Something asked watchman to watch your home directory /Users/saashwath
, but the directory /Users/saashwath/Library/Caches/CloudKit/com.apple.Safari
is not accessible to the watchman process.
This can sometimes be because something ran under sudo
and happens to now be owned by root, or, more likely on macOS, that you didn't allow the watchman process access to some of the directories in your homedir when macOS threw up some prompts like those shown in this GitHub issue: https://github.com/facebook/watchman/issues/658
Now, it normally doesn't make a lot of sense to have watchman watching your home directory, so I'd recommend running this to cancel that watch:
watchman watch-del /Users/saashwath
Watchman won't normally watch that location unless explicitly requested, but in some cases it may decide to aggregate a watched project at what looks like a project boundary. In the default configuration, if you happen to be using git to track your dotfiles in your home directory, that will make your home directory a valid location for watch aggregation.
I would generally recommend against having git try to manage your entire home directory, even outside of this watchman related issue!

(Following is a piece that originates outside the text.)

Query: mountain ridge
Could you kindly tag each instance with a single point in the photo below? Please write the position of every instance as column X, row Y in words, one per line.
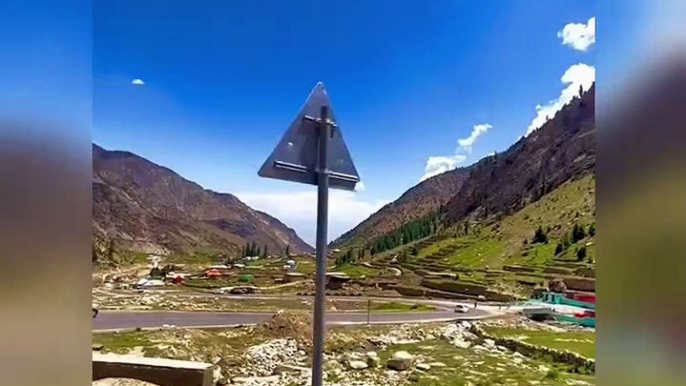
column 151, row 208
column 562, row 149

However, you can also configure your watchman installation to be more restrictive.
If you deploy the following to /etc/watchman.json
:
{
"root_files": [".watchmanconfig"]
}
and restart watchman (watchman shutdown-server ; watchman watch-list
), then watchman will only consider projects that have a .watchmanconfig
file in them to be valid watchable projects.
I believe that React Native will create a .watchmanconfig
at the appropriate place in an app when you set it up, but in case it doesn't, you'll want to create an empty json object in that file to set it up:
echo '{}' > /my/react/project/.watchmanconfig
and that will ensure that your project is watchable.